There were a number of requests from people that we should meet them and a number of people whom I wished to see. Dr. Berkhouwer was one of them, but only one of them, and he is the only one who has complained. When he comes to London, or if I go to Brussels or if I see him in Luxembourg, I shall be delighted to see him and I have no doubt that we shall find ourselves the best of friends.
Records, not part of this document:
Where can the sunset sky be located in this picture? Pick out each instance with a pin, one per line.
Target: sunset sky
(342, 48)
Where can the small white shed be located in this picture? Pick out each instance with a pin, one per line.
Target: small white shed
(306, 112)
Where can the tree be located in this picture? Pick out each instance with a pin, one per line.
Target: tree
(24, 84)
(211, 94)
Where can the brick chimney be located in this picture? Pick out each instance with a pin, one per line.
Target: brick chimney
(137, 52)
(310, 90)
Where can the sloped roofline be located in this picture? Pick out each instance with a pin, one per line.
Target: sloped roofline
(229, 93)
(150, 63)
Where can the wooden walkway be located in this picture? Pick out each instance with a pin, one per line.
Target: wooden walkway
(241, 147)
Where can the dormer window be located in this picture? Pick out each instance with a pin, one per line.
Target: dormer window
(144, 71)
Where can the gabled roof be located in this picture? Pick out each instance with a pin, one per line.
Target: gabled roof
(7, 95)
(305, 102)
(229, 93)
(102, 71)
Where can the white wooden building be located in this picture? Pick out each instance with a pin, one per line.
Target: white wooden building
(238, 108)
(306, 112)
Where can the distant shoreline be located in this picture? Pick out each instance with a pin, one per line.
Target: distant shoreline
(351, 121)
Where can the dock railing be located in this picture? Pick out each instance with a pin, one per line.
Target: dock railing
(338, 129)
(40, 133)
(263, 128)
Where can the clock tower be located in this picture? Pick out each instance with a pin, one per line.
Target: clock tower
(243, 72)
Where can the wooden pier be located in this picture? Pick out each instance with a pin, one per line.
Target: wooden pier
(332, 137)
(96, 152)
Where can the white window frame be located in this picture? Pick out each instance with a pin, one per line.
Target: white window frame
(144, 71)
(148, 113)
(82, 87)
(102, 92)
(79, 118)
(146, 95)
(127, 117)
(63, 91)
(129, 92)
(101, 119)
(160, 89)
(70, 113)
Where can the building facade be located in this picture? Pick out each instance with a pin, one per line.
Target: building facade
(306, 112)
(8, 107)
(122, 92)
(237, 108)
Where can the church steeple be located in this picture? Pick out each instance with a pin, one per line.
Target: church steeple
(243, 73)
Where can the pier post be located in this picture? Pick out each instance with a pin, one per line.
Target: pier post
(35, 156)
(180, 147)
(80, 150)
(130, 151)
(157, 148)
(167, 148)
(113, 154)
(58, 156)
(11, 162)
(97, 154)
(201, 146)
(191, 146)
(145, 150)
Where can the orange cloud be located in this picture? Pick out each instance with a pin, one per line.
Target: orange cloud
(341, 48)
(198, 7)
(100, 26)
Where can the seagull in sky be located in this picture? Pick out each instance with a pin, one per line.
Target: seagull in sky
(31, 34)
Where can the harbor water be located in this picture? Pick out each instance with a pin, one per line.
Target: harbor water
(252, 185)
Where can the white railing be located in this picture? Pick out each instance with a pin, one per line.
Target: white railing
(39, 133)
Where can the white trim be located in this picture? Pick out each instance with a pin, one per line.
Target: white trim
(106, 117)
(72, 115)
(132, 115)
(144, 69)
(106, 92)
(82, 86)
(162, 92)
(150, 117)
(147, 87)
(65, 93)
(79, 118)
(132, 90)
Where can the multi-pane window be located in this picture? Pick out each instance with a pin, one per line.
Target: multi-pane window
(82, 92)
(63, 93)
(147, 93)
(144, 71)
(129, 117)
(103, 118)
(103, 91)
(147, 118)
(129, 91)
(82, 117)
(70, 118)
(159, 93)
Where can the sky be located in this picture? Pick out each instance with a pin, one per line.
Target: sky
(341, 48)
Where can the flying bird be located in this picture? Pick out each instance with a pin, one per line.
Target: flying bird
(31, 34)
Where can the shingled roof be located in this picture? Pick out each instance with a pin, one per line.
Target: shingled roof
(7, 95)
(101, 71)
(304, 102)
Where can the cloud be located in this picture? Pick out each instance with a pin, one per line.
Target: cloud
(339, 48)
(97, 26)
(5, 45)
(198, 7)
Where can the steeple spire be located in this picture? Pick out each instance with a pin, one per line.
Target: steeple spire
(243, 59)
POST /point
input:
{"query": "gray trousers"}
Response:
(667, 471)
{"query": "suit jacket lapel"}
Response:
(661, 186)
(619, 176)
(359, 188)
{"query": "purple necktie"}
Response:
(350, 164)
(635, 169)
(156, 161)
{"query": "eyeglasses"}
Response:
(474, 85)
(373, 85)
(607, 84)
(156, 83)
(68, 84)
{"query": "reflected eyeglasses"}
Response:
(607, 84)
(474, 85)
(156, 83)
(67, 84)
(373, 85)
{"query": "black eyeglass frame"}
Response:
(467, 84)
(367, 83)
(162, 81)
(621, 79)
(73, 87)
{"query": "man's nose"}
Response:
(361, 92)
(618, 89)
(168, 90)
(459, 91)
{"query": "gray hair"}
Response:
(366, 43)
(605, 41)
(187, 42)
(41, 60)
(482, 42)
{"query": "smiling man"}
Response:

Photo of Mr George Cunningham Mr George Cunningham , Islington South and Finsbury

Will the Foreign Secretary overcome his natural politeness to the President of the European Parliament and tell him, when he sees him, that he should keep his nose out of domestic British affairs instead of referring to the possibilities of referenda in respect of the independence of part of the United Kingdom?

Mr. Callaghan:

If Dr. Berkhouwer or anyone else wishes to make comments on this matter I shall not object. It all adds to the sum of total information that we collect and the views that we hear on these matters.

Photo of Sir Douglas Dodds-Parker Sir Douglas Dodds-Parker , Cheltenham

Will the Foreign Secretary in future show the same good manners on the Continent as he shows from the Treasury Bench in this House?

Mr. Callaghan:

I think that the hon. Gentleman is misled by the Press. Unless he believes that the contents of the speech I made as contained in the White Paper—[Interruption.]—the hon. Gentleman was not there—no more and no less represented bad manners, all I can say is that that was all I said.